By Parker McKenzie
Janet McFadyen didn’t believe she’d been honoured with an Order of Australia when it was first announced.
“This doesn’t happen to quilters, it happens to people who cure cancer or do something big through work, not to people that run the grassroots sort of events.” Ms McFadyen said.
The Order of Australia – for “service to the community through charitable organisations,” – was given to Ms McFadyen for her donation of thousands of quilts to people in need since she started making them in the early 1990s.
“We moved down to Ferntree Gully four years ago to look after the grandchildren. I’m proud of what I was doing in country Victoria and sending quilts around regional areas and interstate, but since we’ve been in Melbourne it’s been a lot easier to network.” she said.
Ms McFadyen was a health manager at a hospital in Shepparton for 35 years before moving to the South-East of Melbourne, where she said she saw people in need and felt compelled to help.
When the Black Summer bushfires occurred, Ms McFadyen organised 2300 quilts to be donated to residents of the worst affected areas like King Lake.
“That’s when I named it Oz Comfort Quilts, because until then it was just Jan Mac Quilts,” she said.
“I was getting so many donations from around Australia and even overseas that I thought it was better to make it a more inclusive group.”
During 2009 – at the height of the devastation during the bushfires – stories from media outlets around the world helped bring attention to Oz Comfort Quilts, and Ms McFadyen said she asked for donations of blocks to be stitched into larger quilts.
“I received thousands of blocks all around the world, from South Africa, Israel, Reunion Island, Canada, Latin America, England and lots from Holland, Germany and all over the place. It was just incredible,” she said.

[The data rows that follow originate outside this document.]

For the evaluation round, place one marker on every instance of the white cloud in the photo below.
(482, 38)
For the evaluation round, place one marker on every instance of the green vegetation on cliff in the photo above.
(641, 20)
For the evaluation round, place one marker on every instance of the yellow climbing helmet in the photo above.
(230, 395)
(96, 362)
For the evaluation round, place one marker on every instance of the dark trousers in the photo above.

“Most quilts would take 35 of these blocks and some people would send four to six of them, then I just combined them all into quilts.”

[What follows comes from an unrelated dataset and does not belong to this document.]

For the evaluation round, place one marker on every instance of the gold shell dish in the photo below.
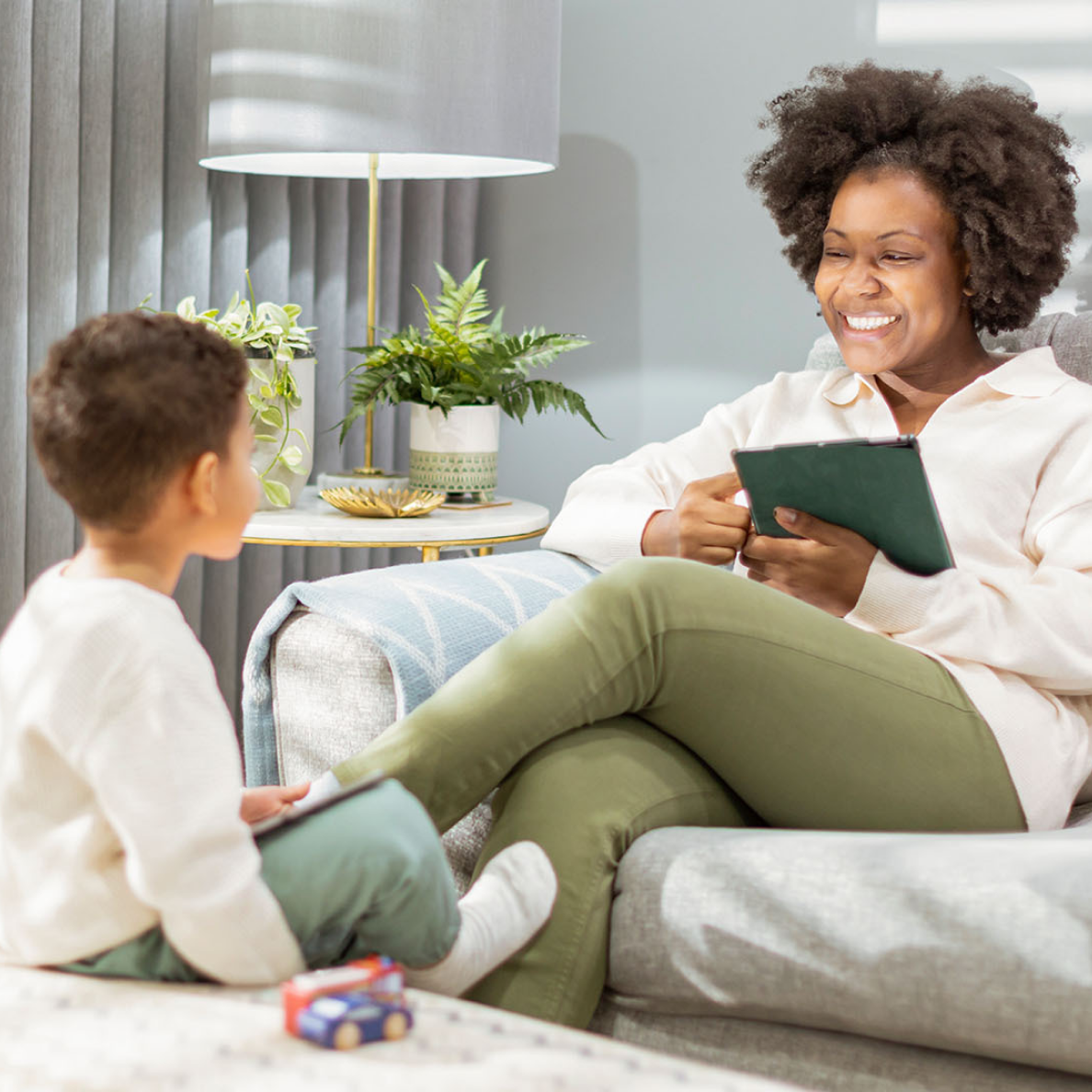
(383, 504)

Last year, Ms McFadyen and her network of quilters from around Australia and the world donated 753 quilts to people in need, whether it was from natural disaster, homelessness, drug and alcohol recovery or domestic violence.
Ms McFadyen said the year before they donated 780, but she has personally made thousands.

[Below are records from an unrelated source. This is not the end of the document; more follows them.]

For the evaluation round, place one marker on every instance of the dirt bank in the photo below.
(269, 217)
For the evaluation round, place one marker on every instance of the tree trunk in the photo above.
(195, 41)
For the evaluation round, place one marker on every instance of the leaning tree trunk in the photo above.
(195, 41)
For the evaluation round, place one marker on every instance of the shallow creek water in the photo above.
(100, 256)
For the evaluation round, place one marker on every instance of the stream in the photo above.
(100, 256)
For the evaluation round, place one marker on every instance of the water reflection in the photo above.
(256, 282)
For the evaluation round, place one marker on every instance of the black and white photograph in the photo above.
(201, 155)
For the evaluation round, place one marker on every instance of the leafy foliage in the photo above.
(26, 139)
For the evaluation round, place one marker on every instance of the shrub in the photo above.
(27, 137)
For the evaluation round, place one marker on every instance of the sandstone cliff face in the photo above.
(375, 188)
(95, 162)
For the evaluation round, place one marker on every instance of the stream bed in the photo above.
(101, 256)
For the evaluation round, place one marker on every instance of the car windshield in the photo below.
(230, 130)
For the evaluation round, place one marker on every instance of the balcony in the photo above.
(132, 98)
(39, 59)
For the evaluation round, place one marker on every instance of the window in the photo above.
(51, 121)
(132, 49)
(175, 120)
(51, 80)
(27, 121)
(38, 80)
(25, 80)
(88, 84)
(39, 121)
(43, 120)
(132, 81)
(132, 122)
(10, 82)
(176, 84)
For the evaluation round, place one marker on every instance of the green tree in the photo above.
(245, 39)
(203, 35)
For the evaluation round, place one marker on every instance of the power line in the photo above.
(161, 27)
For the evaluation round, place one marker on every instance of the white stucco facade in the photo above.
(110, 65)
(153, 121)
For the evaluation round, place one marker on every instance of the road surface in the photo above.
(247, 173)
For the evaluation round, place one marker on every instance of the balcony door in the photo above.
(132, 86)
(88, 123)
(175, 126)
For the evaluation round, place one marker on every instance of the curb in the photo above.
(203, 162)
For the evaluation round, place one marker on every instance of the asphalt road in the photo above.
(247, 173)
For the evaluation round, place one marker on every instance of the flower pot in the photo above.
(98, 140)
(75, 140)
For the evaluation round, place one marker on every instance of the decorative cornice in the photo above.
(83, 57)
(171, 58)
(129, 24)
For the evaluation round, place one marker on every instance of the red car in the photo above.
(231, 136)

“We give it as a gift to help people when they’re ready to recover. During the bushfires we don’t give them immediately, we wait until they’re rebuilding and they’re ready to move back into a new home,” she said.
“It’s a gift for hope and the future, and it is always provided through local community groups.”
Ms McFadyen said she received the Paul Harris award from Kangaroo Flat Rotary Club in 2008 for her donations of quilts through them, although being an Order of Australia recipient has left her in disbelief.
“They went to people affected by the tsunamis in Asia and East Timor at the time, and people affected by drought,”
“That was pretty incredible. This is just mind blowing; I can’t believe that this would happen.”
Through the Covid-19 pandemic, the network of quilters has expanded into making knitted garments and blankets, clothes for kids and even Santa sacks for the festive period.
Ms McFadyen said making the quilts has helped not just people in need, but also herself and others who have contributed to the cause.
“I saw a lot of the need in the community and always planned to do this when I retired,” she said.
“It’s not just helping people who get the quilts, it’s also the people who are making them, it helps them as well.”